Position du bateau le 11 juin à 12heures

 

Le bateau est à 40 milles nautiques du détroit de Gibraltar, ils avancent à 9 noeuds avec un vent de NNE.

Qui malheureusement va faiblir demain!

9 juin 2021

Où est le bateau! le 9 juin.

 


Le bateau a fait la moitié du chemin vers le détroit de Gibraltar et il commence à sortir de l'anticyclone des Açores et devrait avoir un peu plus de vent dans les 2 jours...

8 juin 2021

La dernière lettre... par Théo et Lola.

La dernière lettre...

Bonjour à tous chères familles, amis, et proches.

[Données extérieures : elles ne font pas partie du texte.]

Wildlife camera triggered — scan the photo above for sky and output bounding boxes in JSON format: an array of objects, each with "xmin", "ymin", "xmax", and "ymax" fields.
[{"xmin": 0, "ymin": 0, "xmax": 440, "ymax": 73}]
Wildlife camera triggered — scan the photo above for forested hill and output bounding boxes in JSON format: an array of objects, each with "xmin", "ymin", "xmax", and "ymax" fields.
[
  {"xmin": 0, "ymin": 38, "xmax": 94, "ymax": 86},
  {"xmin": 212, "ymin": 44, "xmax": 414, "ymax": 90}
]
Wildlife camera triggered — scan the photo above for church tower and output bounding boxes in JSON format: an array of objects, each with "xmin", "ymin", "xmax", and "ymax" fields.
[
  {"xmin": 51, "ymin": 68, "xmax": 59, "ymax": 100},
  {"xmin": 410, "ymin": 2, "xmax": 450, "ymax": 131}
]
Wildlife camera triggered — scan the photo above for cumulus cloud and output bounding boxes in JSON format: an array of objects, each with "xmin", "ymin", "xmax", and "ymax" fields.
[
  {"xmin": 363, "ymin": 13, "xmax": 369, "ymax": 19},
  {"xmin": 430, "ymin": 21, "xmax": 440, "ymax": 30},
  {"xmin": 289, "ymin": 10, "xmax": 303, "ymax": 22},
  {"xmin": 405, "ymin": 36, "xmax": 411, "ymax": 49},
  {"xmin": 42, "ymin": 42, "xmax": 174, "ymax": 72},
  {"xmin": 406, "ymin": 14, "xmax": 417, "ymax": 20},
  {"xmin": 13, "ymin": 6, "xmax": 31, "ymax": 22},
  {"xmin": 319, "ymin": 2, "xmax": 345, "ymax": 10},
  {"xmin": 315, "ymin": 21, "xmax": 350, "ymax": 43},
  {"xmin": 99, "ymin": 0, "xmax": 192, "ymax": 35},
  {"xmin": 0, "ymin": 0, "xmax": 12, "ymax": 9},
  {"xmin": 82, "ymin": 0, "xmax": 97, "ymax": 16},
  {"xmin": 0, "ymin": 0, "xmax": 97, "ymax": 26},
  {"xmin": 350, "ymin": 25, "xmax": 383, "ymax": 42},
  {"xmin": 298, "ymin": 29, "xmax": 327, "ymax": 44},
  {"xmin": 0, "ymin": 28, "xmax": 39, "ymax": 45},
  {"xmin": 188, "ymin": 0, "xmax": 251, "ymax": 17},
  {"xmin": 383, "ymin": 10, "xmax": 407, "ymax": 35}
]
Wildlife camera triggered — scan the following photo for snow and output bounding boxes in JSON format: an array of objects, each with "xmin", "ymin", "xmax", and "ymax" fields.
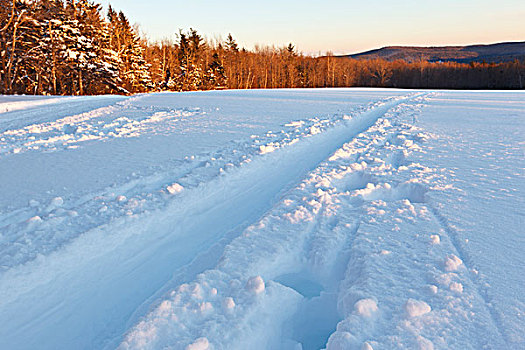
[
  {"xmin": 0, "ymin": 89, "xmax": 525, "ymax": 350},
  {"xmin": 405, "ymin": 299, "xmax": 432, "ymax": 317}
]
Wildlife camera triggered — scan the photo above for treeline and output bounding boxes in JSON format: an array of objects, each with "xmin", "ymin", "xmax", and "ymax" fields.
[{"xmin": 0, "ymin": 0, "xmax": 525, "ymax": 95}]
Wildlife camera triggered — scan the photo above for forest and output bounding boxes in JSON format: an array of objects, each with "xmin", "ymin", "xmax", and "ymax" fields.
[{"xmin": 0, "ymin": 0, "xmax": 525, "ymax": 95}]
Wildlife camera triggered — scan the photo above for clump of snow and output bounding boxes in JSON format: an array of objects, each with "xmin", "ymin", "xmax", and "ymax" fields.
[
  {"xmin": 444, "ymin": 254, "xmax": 463, "ymax": 271},
  {"xmin": 354, "ymin": 298, "xmax": 377, "ymax": 317},
  {"xmin": 186, "ymin": 337, "xmax": 210, "ymax": 350},
  {"xmin": 259, "ymin": 145, "xmax": 276, "ymax": 154},
  {"xmin": 405, "ymin": 299, "xmax": 432, "ymax": 317},
  {"xmin": 449, "ymin": 282, "xmax": 463, "ymax": 294},
  {"xmin": 222, "ymin": 297, "xmax": 235, "ymax": 310},
  {"xmin": 46, "ymin": 197, "xmax": 64, "ymax": 212},
  {"xmin": 417, "ymin": 336, "xmax": 434, "ymax": 350},
  {"xmin": 428, "ymin": 284, "xmax": 438, "ymax": 294},
  {"xmin": 166, "ymin": 182, "xmax": 184, "ymax": 194},
  {"xmin": 245, "ymin": 276, "xmax": 265, "ymax": 294},
  {"xmin": 361, "ymin": 342, "xmax": 374, "ymax": 350}
]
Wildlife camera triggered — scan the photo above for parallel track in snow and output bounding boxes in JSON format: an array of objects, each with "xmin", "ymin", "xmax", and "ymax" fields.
[{"xmin": 0, "ymin": 91, "xmax": 419, "ymax": 349}]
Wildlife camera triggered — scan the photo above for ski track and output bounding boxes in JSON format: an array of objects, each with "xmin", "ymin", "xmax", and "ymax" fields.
[
  {"xmin": 0, "ymin": 92, "xmax": 515, "ymax": 350},
  {"xmin": 119, "ymin": 94, "xmax": 505, "ymax": 349},
  {"xmin": 0, "ymin": 91, "xmax": 422, "ymax": 348},
  {"xmin": 428, "ymin": 203, "xmax": 509, "ymax": 348}
]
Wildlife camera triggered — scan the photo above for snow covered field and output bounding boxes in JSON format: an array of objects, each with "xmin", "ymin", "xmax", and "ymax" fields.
[{"xmin": 0, "ymin": 89, "xmax": 525, "ymax": 350}]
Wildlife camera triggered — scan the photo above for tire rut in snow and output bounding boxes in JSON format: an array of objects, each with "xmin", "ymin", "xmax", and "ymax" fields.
[
  {"xmin": 116, "ymin": 92, "xmax": 428, "ymax": 349},
  {"xmin": 0, "ymin": 93, "xmax": 418, "ymax": 348}
]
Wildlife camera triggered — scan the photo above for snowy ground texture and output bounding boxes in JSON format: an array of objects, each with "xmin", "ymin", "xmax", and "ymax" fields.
[{"xmin": 0, "ymin": 89, "xmax": 525, "ymax": 350}]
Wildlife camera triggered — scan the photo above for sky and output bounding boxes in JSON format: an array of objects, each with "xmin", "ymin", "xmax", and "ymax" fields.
[{"xmin": 99, "ymin": 0, "xmax": 525, "ymax": 54}]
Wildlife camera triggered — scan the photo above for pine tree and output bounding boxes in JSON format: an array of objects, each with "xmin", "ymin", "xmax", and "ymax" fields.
[
  {"xmin": 204, "ymin": 52, "xmax": 228, "ymax": 90},
  {"xmin": 108, "ymin": 7, "xmax": 153, "ymax": 92},
  {"xmin": 175, "ymin": 28, "xmax": 204, "ymax": 91}
]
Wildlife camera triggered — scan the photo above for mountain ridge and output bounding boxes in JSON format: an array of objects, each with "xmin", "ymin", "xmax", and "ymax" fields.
[{"xmin": 337, "ymin": 41, "xmax": 525, "ymax": 63}]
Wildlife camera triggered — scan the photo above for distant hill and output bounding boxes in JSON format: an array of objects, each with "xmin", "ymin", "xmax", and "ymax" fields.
[{"xmin": 338, "ymin": 41, "xmax": 525, "ymax": 63}]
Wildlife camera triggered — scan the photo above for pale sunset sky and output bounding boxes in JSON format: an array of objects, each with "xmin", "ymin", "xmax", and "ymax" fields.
[{"xmin": 102, "ymin": 0, "xmax": 525, "ymax": 54}]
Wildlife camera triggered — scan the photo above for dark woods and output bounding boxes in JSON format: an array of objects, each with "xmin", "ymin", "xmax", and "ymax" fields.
[{"xmin": 0, "ymin": 0, "xmax": 525, "ymax": 95}]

Ici Grandeur Nature pour sa dernière lettre co, depuis le célèbre port d'Horta aux mille peintures. Depuis la dernière fois, c'est à dire depuis peu, nous avons parcouru 128 milles pour changer d'ile : nous sommes passés de Flores à Faïal. La navigation a été plutôt calme et paisible. Nous avons pu mettre en place le rôle de chef de quart avec Théo et Maylou qui ont fait leur première manoeuvre d'empannage ensemble. Oui, car être chef de quart c'est porter la responsabilité à deux. Pour le deuxième jour de navigation, les nuages étaient au rendez-vous, ils nous ont longtemps empêchés de distinguer l'île de Faïal, c'est pourquoi la précision à la barre était primordiale jusqu'à ce qu’enfin, la terre se révèle à nous, superbe île verdoyante. Comme nous avons encore du travail à bord, nous décidons de nous arrêter au mouillage dans la baie de Porto Pim avant de nous approcher du port. Une magnifique baie, pas un seul bateau, une belle plage, quel bonheur ! Trop parfait pour être vrai. Nous allumons par précaution la VHF. Et bingo, la police maritime nous contacte pour nous dire qu'il est interdit de mouiller ici. 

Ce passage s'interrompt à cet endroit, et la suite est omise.